I don’t remember how many snippy things I said to Dan and the girls as we drove to their school—my cappuccino hadn’t gotten a chance to make it from the thermos to my bloodstream where I count on it to turn on the lights and unlock my brainwaves every morning—but I’m sure I wasn’t overly endearing. As we piled out of the car and jogged onto the school grounds, I mostly thought in cartoonish scribbles and thunderclouds. We’re late, we’re late, we’re latelatelatelate! WHY won’t the girls’ legs move any faster? And why did Dan have to park across the street when there was a perfectly good crosswalk unoccupied space here? Are they just trying to inconvenience me because they know I’m late for work? Grumble, grumble, thunder, lateness, doom, etc.
Just ahead of us, an equally rushed mama was leading two little girls, her arms spilling over with backpacks and an adorable toddler boy. “Still with me?” she panted toward her girls, and as she glanced back to check, her foot snagged on the uneven pavement. She and the backpacks went sprawling, but her little boy didn’t so much sprawl as he did thud. I made it to his side just as his cries began. His mama’s instincts kicked in immediately as well, and she scooped him up without seeming to notice me. We all saw the smear of blood. Dan ran to get some help, and she followed with blank desperation, the little boy’s wails transmitting across the schoolyard to his sisters.
I knew he would be okay. He hadn’t fallen out of his mom’s arms until she was already halfway down, and the bump hadn’t affected his vocal cords in the slightest. However, I couldn’t help aching for his sisters. The younger one in particular was frozen in place with tiny hiccupping sobs, so I picked her up hoping it wouldn’t land me on the five o’clock news as a child abductor. I comforted as best I could while bringing the girls into the school where their brother was loudly protesting treatment, and then I left them. There wasn’t really anything else Dan or I could do, and the minutes were racing full speed ahead toward work. I hated to leave them though—the little boy wailing in pain, his sisters hugging each other in bewildered tears, or their mama whose lifesaving instinct would undoubtedly turn on her in blame. They had my heart’s full attention; all the scribbles and thunderclouds had been replaced by compassion.

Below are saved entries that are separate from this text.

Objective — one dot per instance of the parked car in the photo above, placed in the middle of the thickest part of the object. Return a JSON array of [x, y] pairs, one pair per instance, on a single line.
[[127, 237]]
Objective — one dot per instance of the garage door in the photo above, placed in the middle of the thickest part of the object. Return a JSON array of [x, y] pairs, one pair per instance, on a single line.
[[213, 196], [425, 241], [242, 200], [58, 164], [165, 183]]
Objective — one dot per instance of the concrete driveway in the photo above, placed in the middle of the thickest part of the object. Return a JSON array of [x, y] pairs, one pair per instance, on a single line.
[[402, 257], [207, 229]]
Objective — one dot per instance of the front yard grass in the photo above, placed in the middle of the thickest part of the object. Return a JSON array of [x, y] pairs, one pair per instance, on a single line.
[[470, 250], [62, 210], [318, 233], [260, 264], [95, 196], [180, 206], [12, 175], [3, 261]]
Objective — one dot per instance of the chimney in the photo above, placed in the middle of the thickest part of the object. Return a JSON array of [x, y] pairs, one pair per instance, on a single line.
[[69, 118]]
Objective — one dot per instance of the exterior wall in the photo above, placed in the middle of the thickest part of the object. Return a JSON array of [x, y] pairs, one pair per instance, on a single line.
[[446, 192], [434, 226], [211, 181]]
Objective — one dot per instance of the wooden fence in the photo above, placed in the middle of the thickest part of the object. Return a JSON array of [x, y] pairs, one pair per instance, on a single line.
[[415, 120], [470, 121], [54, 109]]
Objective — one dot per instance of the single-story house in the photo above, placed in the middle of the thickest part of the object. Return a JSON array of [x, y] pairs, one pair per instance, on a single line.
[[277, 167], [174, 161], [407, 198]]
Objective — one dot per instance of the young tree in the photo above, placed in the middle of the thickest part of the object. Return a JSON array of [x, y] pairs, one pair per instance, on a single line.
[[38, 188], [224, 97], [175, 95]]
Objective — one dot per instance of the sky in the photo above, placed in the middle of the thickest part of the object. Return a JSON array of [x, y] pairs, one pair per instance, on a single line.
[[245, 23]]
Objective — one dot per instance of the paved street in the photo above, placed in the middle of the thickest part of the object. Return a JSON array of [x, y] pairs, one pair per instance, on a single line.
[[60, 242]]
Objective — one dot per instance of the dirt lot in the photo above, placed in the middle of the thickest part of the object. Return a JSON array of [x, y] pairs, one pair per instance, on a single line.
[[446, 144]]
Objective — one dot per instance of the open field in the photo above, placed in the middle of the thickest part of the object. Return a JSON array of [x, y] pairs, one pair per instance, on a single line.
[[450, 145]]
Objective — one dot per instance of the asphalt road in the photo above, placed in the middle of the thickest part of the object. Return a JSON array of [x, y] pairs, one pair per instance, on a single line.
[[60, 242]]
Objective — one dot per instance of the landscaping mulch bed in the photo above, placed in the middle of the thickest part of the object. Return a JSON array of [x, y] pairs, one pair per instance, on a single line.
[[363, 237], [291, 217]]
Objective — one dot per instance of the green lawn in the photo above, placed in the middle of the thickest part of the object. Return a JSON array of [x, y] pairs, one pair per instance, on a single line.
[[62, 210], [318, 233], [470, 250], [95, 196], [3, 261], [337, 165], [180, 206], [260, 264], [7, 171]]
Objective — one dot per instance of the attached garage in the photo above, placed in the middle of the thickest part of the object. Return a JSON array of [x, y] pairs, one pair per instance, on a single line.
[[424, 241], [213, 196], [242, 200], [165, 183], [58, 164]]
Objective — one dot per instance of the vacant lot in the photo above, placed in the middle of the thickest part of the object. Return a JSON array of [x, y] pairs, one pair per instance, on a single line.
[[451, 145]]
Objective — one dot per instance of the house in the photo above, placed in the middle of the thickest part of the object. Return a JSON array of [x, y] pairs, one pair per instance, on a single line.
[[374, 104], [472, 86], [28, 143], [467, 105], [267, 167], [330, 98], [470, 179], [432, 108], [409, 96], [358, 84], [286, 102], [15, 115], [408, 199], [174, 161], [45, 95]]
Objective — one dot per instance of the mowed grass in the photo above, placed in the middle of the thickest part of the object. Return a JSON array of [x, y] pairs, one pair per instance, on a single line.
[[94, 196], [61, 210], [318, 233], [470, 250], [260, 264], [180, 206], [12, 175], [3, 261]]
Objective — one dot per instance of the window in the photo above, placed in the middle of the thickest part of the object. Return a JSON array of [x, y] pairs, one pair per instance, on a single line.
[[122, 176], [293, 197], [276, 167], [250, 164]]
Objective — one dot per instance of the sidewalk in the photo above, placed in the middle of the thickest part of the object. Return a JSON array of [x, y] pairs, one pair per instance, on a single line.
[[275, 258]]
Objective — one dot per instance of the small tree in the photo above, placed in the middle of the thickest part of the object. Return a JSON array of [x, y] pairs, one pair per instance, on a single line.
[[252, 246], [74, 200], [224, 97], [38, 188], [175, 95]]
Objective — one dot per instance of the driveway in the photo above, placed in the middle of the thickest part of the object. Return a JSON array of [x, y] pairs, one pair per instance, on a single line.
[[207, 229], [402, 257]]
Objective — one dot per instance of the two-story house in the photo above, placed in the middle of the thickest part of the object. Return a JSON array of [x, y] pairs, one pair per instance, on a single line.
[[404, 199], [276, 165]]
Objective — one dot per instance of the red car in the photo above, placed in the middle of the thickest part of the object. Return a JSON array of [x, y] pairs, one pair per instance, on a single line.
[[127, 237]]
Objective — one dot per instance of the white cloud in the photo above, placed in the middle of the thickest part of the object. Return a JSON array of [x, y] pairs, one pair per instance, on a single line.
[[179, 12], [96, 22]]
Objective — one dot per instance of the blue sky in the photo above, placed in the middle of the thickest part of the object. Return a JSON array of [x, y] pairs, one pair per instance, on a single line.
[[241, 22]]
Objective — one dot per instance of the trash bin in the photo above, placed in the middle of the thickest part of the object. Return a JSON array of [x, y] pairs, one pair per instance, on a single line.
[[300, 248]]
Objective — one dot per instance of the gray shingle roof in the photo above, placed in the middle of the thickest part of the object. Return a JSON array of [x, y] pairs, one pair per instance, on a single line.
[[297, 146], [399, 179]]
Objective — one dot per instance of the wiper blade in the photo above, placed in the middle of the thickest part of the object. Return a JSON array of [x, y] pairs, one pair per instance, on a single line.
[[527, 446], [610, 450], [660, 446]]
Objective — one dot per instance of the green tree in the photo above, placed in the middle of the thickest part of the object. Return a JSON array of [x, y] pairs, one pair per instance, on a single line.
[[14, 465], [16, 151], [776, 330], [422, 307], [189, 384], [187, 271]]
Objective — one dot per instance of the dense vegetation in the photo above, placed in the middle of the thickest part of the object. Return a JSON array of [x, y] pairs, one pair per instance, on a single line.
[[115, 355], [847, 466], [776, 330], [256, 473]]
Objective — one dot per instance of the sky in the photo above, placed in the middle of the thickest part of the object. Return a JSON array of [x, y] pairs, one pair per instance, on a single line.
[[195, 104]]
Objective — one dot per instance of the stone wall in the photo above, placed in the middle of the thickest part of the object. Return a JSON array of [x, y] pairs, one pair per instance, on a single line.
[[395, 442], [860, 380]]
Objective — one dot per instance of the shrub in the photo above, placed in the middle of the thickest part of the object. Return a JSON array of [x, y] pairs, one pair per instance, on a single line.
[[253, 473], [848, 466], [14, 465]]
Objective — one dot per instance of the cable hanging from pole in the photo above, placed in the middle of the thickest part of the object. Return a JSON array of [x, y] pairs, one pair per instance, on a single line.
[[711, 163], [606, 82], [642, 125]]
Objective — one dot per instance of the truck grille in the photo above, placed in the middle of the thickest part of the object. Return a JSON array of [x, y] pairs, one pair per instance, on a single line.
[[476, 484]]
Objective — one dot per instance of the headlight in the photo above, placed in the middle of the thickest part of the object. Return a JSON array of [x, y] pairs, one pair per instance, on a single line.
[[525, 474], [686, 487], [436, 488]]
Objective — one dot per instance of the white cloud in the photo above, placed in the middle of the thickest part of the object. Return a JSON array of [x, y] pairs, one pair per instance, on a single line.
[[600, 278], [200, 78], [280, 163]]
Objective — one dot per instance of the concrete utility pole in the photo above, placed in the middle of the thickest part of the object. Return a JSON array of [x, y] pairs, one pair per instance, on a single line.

And then, not three minutes later, I was snapping at Dan over his driving.
I couldn’t tell you the exact moment when my mental state shifted back to doom and snark, but snapping at my husband was every bit as sudden and involuntary as rushing to help a child in pain. I mean, I was clearly going to be latelatelate!, so my brain followed its problem-solving protocol to its natural conclusion: Make sure your husband understands his crime of failing to drive just like you do. Hugging him goodbye was a halfhearted mix of irritation and regret, and I booked it to work feeling like I probably should have snoozed that first alarm with a sledgehammer.
There are two things I just can’t understand about the morning. One is that somehow my instinct for compassion can coexist in such tight quarters with an instinct for criticism. Despite the visceral strength of my heart-ties to loved ones and hurting ones alike, those bonds can be sidestepped by something as paltry as being late for work. Do I even need to mention how scummy this makes me feel? The last thing I want is for tragedy to have to strike my little family before I stop taking them for granted; I just need to learn the delicate art of instinct override.
The second thing I can’t understand is that somehow, even after everything, I made it to work on time.